City crews are set to begin hauling away residents' flood-ruined possessions in Nashville and were reopening some roads closed by high water in the aftermath of flooding that killed at least 30 people in the southern US.
As the rain-swollen Cumberland River continued to recede, Nashville's downtown remained without power and one of two water plants was disabled, but officials said progress was being made on both problems.
Mayor Karl Dean estimates the damage from weekend flooding could easily top $1 billion in Nashville alone.
Officials in Tennessee on Thursday reported the state's 20th death from the storm. The deaths of at least 30 people in Tennessee, Mississippi and Kentucky were blamed on weekend flooding and tornadoes.
The new death was in Memphis, where police reported that Terrance Williams, 32, went missing Saturday after his car was disabled in rising floodwaters. Police found a body on Wednesday but haven't yet released the identity.
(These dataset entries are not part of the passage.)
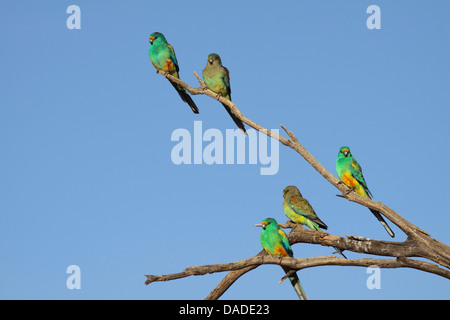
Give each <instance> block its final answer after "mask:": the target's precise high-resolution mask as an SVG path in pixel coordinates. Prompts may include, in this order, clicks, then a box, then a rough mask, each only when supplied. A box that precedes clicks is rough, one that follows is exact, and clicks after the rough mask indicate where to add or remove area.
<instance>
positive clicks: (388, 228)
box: [336, 147, 395, 238]
mask: <svg viewBox="0 0 450 320" xmlns="http://www.w3.org/2000/svg"><path fill="white" fill-rule="evenodd" d="M336 172H337V174H338V177H339V179H341V181H342V182H344V183H345V185H346V186H347V187H349V188H351V189H353V191H355V192H356V193H357V194H359V195H361V196H363V197H366V198H369V199H372V194H371V193H370V191H369V188H368V187H367V183H366V180H364V176H363V174H362V170H361V166H360V165H359V163H358V162H357V161H356V159H355V158H353V156H352V154H351V153H350V148H349V147H342V148H341V149H340V150H339V154H338V157H337V160H336ZM369 210H370V211H371V212H372V213H373V214H374V215H375V217H376V218H377V219H378V221H380V223H381V224H382V225H383V227H384V228H385V229H386V231H387V233H389V235H390V236H391V237H392V238H394V237H395V234H394V232H393V231H392V230H391V228H389V226H388V224H387V223H386V221H385V220H384V219H383V217H382V216H381V214H380V213H379V212H378V211H376V210H373V209H369Z"/></svg>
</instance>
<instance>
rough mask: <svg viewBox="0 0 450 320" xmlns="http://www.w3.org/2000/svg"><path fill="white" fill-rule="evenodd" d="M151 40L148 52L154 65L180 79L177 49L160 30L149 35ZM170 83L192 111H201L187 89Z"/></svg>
mask: <svg viewBox="0 0 450 320" xmlns="http://www.w3.org/2000/svg"><path fill="white" fill-rule="evenodd" d="M149 41H150V50H149V52H148V53H149V56H150V61H151V62H152V64H153V66H154V67H155V68H156V69H160V70H162V71H166V72H168V73H169V74H171V75H172V76H174V77H176V78H178V79H180V76H179V74H178V72H179V71H180V68H179V67H178V61H177V58H176V56H175V51H174V50H173V48H172V46H171V45H170V44H168V43H167V40H166V38H165V37H164V35H163V34H162V33H159V32H153V33H152V34H151V35H150V37H149ZM169 81H170V80H169ZM170 83H171V84H172V85H173V87H174V88H175V90H177V92H178V94H179V95H180V97H181V99H182V100H183V101H184V102H186V103H187V104H188V105H189V106H190V107H191V109H192V111H193V112H194V113H199V111H198V108H197V106H196V105H195V103H194V101H193V100H192V98H191V96H190V95H189V94H188V93H187V91H186V89H184V88H183V87H181V86H179V85H177V84H176V83H173V82H171V81H170Z"/></svg>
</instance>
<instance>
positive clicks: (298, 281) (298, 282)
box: [282, 267, 308, 300]
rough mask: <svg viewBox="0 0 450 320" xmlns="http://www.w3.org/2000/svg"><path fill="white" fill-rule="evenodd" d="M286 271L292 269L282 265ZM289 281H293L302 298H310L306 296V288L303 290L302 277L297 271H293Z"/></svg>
mask: <svg viewBox="0 0 450 320" xmlns="http://www.w3.org/2000/svg"><path fill="white" fill-rule="evenodd" d="M282 268H283V270H284V272H286V273H288V272H289V271H290V269H288V268H284V267H282ZM289 281H291V284H292V286H293V287H294V290H295V292H296V293H297V295H298V297H299V299H300V300H308V297H307V296H306V293H305V290H303V287H302V285H301V284H300V279H299V278H298V275H297V273H293V274H292V275H291V276H290V277H289Z"/></svg>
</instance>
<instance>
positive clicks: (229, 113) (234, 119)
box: [222, 103, 248, 136]
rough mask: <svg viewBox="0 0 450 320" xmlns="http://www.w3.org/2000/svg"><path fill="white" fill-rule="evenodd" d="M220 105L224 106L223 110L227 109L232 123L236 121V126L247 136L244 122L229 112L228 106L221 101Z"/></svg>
mask: <svg viewBox="0 0 450 320" xmlns="http://www.w3.org/2000/svg"><path fill="white" fill-rule="evenodd" d="M222 105H223V106H224V107H225V110H227V112H228V114H229V115H230V117H231V118H232V119H233V121H234V123H236V125H237V126H238V128H239V129H241V130H242V132H243V133H244V134H245V135H246V136H248V134H247V131H245V127H244V123H243V122H242V121H241V120H240V119H239V118H237V117H236V116H235V115H234V114H233V113H232V112H231V110H230V108H229V107H228V106H227V105H226V104H224V103H222Z"/></svg>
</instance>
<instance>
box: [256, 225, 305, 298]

Two other people were missing in Nashville, and searches are under way for two in Kentucky.
Although the National Weather Service said the Cumberland had dropped about a metre from its crest of 3 1/2 metres on Sunday, water still covered the city's so-called tent city, home to about 140 homeless people under an interstate bypass along the riverbank. Several former residents walked the railroad tracks that bordered the high side of the encampment to see if they could recover any of their belongings.
"People have been trickling down here all day long," said Raphael McPherson, a 47-year-old resident who was at the site trying to find his cat, Jack. "They're trying to see how far the water has receded and if they can even go back and get anything, but it's a toxic area now."
McPherson and others said city officials had told them contaminants from the surrounding industrial area would make their campsite uninhabitable even after the water goes down.